The question of contributory negligence was properly submitted to the jury. Defendant claims that the town, even if guilty of negligence, is not liable; that the proximate cause of the accident was the negligence of Sternbach in leaving the handle on the pump, and seeks to support this contention on the authority of Mahogany v. Ward, 16 R.I. 479, to the effect that the negligence of a responsible agent, intervening between the defendant's negligence and the injury suffered, breaks the causal connection between the two. But this principle is not applicable to the facts of the case at bar. The negligence alleged in this case is not the temporary failure of Sternbach to remove the handle of the pump, but the gist of the action is that the town, after notice that the handle was usually left attached to the pump, by its failure to take appropriate action thereby in effect permitted this dangerous obstruction to travel to remain on the sidewalk. This was negligence for which the town is responsible.

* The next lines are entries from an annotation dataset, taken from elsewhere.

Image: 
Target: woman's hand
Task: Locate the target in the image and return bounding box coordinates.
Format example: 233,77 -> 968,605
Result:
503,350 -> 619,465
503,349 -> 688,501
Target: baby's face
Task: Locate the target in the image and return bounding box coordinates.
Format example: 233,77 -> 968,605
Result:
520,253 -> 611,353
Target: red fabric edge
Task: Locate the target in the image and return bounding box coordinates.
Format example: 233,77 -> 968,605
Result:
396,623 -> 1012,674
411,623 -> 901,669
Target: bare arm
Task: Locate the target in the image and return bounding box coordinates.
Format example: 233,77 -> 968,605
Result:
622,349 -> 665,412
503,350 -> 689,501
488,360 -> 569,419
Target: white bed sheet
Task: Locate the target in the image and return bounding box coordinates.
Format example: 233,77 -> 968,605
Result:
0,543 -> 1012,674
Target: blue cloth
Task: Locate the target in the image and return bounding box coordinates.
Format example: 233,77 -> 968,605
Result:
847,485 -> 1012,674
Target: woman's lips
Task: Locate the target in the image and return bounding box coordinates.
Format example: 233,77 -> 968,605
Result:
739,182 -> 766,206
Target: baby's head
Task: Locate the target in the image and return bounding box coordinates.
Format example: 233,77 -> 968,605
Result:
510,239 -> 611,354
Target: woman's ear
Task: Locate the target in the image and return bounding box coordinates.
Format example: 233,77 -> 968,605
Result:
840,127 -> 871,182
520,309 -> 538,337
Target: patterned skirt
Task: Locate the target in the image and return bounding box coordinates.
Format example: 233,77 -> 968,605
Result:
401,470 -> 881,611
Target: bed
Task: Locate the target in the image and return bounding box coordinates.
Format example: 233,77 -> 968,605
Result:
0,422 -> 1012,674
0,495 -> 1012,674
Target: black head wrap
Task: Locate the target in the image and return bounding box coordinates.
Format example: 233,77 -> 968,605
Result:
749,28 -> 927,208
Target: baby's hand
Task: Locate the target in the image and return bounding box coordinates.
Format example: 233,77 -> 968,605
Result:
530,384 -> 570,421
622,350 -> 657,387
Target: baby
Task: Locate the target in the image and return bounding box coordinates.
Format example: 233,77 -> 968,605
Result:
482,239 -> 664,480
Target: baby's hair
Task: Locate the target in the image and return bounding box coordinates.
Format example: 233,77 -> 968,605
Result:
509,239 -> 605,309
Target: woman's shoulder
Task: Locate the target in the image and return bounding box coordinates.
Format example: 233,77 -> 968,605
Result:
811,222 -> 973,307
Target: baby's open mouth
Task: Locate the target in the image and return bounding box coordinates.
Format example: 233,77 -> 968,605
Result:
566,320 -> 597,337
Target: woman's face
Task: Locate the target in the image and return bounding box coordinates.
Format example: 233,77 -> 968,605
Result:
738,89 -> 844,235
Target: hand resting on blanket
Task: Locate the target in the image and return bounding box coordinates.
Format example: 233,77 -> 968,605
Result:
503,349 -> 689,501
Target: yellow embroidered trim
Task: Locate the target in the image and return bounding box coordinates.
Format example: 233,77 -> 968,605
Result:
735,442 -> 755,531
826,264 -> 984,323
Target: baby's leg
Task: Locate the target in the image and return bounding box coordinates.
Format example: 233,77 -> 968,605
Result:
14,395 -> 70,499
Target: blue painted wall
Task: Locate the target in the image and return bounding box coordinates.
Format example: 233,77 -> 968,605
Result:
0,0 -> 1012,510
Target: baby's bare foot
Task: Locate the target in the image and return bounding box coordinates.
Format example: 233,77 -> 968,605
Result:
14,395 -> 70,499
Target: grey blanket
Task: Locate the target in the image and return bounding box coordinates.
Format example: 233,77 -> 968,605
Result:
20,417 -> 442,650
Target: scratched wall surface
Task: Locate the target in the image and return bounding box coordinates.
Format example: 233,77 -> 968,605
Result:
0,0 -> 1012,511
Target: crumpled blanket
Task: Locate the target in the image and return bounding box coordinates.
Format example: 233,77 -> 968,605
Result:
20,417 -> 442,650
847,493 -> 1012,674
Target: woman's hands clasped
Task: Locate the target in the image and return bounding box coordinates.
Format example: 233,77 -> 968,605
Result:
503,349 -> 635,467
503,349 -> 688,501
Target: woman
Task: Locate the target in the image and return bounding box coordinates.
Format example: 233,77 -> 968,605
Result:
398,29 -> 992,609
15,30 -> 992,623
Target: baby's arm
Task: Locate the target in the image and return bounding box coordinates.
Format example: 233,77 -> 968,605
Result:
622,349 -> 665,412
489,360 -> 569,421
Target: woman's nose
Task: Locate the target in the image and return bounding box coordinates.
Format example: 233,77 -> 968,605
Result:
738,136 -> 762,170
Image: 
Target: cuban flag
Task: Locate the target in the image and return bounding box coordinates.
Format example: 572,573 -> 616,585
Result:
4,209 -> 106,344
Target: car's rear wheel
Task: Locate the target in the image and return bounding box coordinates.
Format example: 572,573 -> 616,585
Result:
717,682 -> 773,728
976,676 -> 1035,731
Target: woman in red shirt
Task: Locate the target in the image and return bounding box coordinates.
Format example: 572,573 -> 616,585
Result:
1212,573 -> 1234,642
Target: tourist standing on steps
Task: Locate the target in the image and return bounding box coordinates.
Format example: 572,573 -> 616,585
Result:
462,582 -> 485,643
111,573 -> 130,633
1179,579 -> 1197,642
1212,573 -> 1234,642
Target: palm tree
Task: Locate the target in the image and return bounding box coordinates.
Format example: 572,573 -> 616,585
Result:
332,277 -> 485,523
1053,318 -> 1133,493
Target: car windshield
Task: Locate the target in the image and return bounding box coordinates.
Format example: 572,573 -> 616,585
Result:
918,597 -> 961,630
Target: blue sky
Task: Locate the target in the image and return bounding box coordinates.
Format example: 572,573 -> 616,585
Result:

Defendant also claims that Main street in Phenix is a State highway and hence that the town is not responsible for its maintenance. At two places in West Warwick, in another part of the town, Main street crosses two highways constructed and maintained by the State. One of these State roads runs through Natick, Quidneck and Coventry to the State line: the other is a State road which runs through the village of Apponaug and Centreville and joins the other State road above-mentioned at Quidneck.

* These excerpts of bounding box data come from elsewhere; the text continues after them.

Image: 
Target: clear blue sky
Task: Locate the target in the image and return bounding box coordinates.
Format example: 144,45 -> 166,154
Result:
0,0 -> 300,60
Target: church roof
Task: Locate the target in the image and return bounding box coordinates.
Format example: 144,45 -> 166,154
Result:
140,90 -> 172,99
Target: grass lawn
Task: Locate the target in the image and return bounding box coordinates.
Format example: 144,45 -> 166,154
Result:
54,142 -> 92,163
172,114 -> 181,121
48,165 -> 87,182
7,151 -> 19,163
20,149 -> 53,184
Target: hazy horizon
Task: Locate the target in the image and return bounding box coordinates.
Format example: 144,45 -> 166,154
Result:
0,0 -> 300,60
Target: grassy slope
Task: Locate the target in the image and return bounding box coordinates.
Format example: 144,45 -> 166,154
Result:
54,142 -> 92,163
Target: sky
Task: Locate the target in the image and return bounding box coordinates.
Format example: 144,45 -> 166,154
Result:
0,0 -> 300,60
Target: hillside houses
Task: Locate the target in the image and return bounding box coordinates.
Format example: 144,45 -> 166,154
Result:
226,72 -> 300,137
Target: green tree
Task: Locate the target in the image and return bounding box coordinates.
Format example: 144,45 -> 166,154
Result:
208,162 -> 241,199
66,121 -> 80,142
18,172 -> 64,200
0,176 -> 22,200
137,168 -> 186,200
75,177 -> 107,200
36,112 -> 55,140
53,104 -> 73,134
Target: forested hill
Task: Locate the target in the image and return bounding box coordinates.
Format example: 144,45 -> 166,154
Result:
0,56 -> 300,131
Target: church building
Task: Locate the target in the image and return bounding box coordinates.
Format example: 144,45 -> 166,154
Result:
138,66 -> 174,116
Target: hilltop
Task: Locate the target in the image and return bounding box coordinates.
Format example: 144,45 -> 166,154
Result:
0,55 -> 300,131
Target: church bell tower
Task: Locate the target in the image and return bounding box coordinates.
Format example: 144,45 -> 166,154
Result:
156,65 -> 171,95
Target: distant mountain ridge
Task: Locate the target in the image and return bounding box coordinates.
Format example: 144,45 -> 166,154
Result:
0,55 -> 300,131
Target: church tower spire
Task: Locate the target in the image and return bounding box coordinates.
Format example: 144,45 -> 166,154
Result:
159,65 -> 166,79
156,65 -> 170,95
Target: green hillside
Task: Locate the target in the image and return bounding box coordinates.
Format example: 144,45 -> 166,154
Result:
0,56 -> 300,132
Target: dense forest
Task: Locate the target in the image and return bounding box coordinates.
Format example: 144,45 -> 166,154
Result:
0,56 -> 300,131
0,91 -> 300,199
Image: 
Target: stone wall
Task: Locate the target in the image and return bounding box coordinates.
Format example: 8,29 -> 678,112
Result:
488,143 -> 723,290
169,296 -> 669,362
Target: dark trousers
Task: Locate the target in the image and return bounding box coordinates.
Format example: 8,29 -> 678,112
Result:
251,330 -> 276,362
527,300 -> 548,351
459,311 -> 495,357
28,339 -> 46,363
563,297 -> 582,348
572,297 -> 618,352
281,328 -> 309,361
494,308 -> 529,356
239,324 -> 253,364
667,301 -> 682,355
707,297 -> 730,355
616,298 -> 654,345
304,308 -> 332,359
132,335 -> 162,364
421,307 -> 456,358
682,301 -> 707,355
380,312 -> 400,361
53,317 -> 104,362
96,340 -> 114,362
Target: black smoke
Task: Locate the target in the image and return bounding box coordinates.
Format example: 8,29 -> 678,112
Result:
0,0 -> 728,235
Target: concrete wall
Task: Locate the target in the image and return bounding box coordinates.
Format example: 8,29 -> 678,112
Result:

In April, 1916, the legislature passed a resolution whereby Main street from the boundary line between Coventry and West Warwick to the Coweset Road in Crompton was made a part of the State highway system. For short distances in two different places, Main street and the two State roads above referred to coincide. From the fact that these two junction portions of the highways which are parts of each of the different highways have been constructed and maintained by the State, it is claimed that the State has constructed a portion of Main street and that as a consequence the whole length of Main street is thereby made a State road. There is nothing in the statute, however, to warrant such a conclusion. Although a portion of the land on which Main street runs has been maintained by the State, it is clear that the maintenance of such portions by the State had reference to their connection with the State highways above-mentioned and not to Main street.

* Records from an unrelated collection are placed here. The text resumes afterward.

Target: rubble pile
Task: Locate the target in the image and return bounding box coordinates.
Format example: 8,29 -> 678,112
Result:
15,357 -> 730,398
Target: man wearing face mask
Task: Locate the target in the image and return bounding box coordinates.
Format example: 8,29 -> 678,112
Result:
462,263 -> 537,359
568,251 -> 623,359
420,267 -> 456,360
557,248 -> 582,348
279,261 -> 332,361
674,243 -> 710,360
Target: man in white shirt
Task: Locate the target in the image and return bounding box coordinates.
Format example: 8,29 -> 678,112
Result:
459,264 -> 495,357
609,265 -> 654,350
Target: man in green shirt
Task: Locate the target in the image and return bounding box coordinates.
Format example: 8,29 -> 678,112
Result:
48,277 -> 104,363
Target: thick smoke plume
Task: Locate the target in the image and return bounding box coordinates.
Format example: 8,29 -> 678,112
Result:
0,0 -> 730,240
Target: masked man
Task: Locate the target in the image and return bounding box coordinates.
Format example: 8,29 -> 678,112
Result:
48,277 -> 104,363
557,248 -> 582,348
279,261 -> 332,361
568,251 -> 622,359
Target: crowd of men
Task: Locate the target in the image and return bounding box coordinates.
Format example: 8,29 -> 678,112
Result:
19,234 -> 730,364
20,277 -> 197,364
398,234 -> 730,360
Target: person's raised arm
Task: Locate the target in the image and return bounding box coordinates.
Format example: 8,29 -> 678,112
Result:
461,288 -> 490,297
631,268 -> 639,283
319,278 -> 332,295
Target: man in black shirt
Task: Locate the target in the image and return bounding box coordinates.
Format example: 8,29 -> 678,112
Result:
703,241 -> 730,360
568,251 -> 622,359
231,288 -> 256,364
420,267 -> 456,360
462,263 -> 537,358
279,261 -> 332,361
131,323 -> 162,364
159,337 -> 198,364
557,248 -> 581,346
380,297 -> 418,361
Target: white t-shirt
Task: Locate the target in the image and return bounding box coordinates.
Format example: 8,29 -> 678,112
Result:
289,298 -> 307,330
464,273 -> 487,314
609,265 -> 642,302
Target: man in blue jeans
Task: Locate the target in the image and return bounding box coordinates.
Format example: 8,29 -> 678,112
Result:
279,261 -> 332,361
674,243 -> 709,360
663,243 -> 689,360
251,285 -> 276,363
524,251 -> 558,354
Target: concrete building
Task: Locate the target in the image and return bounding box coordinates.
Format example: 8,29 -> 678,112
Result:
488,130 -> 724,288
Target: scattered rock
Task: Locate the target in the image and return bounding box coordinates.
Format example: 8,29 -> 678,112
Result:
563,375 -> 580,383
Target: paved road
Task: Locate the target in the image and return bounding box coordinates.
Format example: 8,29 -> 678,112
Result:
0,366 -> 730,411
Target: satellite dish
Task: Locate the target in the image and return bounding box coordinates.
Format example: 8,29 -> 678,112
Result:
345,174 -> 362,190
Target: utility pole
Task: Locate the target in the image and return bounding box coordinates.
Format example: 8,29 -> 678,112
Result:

Our attention is also called to Chapter 1904, Public Laws, 1920, whereby provision is made for an annual appropriation by the State to be paid to the several towns for the maintenance and repair of local highways in the respective towns which have been adopted as a part of the State highway system, but not constructed by the State. The act provides that the money thus paid to the towns shall be used for the maintenance and repair of said highways under the direction of the town councils, etc. The object of the act is to assist the towns. But such participation by the State in the expense of maintaining such highways does not thereby make such highways State roads for the maintenance of which the State is responsible.
Our conclusion is that Main street is a town highway and not a State highway.
All of defendant's exceptions are overruled and the case is remitted to the Superior Court with direction to enter judgment on the verdict.